My heart goes out to Senator John McCain’s family.

It was announced over the weekend that Senator McCain finally succumbed to brain cancer, but in true Senator McCain fashion, he fought it all the way to the end.

This is nothing new for the Arizona stalwart, who fought battles at seemingly every turn.

This included surviving torture as a POW in Vietnam to eventually return home to the United States and have a long and distinguished career in public service going all the way back to his days as a foot soldier in the Reagan Revolution back in the 1980’s.

Full disclosure: while I have my disagreements with Senator McCain, particularly on foreign policy where he favors a far more interventionist approach than I do, I helped raise money for his presidential bid in 2008.

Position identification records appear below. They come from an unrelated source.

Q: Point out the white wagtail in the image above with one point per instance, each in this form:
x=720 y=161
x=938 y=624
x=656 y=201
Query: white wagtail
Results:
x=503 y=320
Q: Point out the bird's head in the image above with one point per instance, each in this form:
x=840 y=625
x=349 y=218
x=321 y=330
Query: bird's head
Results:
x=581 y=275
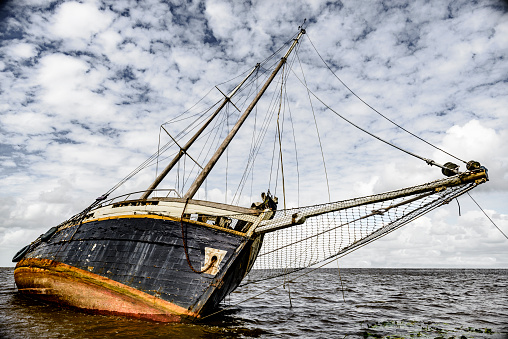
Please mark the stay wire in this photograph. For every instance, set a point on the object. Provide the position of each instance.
(375, 110)
(317, 129)
(428, 161)
(493, 223)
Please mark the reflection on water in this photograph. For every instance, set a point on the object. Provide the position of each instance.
(378, 303)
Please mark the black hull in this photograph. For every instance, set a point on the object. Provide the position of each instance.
(147, 253)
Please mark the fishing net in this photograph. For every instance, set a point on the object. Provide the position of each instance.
(295, 239)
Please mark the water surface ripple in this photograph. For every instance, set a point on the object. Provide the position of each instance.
(379, 303)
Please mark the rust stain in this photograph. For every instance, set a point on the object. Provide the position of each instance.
(65, 284)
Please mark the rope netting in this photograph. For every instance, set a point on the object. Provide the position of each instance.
(314, 235)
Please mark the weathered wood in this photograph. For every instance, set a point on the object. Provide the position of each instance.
(211, 163)
(189, 143)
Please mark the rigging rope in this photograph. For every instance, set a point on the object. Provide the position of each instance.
(375, 110)
(317, 129)
(481, 209)
(428, 161)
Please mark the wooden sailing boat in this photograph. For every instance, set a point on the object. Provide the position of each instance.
(169, 258)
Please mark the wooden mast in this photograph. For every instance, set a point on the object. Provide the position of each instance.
(211, 163)
(189, 143)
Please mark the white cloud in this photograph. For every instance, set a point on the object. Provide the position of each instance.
(76, 21)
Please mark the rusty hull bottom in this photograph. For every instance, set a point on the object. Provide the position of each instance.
(70, 286)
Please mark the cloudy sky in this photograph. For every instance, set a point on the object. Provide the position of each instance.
(85, 85)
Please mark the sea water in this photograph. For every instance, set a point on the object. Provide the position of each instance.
(358, 303)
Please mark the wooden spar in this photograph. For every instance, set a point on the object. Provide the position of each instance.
(476, 177)
(189, 143)
(211, 163)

Disagreements aside, I thought he was the best man for the job and still believe his ability to lead and work with people of all viewpoints were important qualities that would have served him well as chief executive.

That is why I stuck by Senator McCain and helped him raise money even when almost everybody I knew said he had no chance to win the nomination let alone the presidency.

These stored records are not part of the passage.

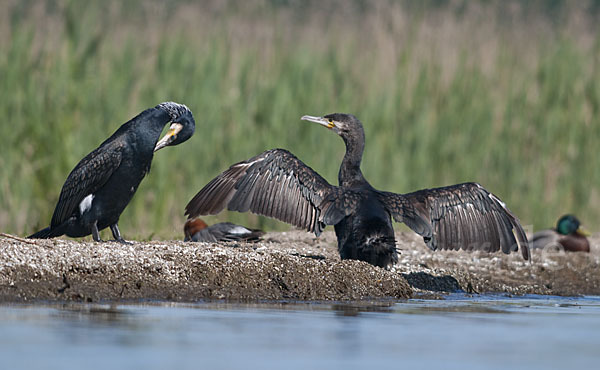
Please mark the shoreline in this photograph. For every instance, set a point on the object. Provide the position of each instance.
(292, 265)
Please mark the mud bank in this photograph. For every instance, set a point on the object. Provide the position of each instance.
(291, 265)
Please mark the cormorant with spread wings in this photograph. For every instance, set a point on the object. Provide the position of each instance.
(277, 184)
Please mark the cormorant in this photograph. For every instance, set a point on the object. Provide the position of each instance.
(197, 230)
(101, 185)
(569, 234)
(277, 184)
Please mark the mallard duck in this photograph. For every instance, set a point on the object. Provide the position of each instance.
(569, 234)
(197, 230)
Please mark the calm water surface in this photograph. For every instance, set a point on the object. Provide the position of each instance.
(532, 332)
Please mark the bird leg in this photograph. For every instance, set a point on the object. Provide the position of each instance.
(117, 234)
(95, 232)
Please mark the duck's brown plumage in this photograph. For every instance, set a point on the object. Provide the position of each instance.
(277, 184)
(197, 230)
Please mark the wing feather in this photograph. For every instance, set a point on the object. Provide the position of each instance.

Senator McCain and his wife Cindy were both incredibly gracious and honorable people and I was proud to know both of them and be able to call them friends.

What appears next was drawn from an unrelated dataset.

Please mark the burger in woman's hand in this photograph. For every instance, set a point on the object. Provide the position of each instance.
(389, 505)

Character matters and they were both impeccable in that regard.

Which is why despite the temptation to bicker over partisan politics, at a time like this, we should be focusing less on political agreements or disagreements and simply zero in on the fact that an American hero who sacrificed his entire adult life as a public servant — whether as a member of the military, the House, or the Senate — has fallen victim to a terrible disease and we are all worse off without him around.

As I said, Senator McCain fought as hard as he could, but in the end, sometimes there are battles that even a seemingly unbreakable warrior like John McCain just cannot win.

RIP Senator McCain.

I will miss you dearly, my friend, as will the American people and the rest of the world.

You may no longer be with us, but your contributions and legacy will live on for many generations to come.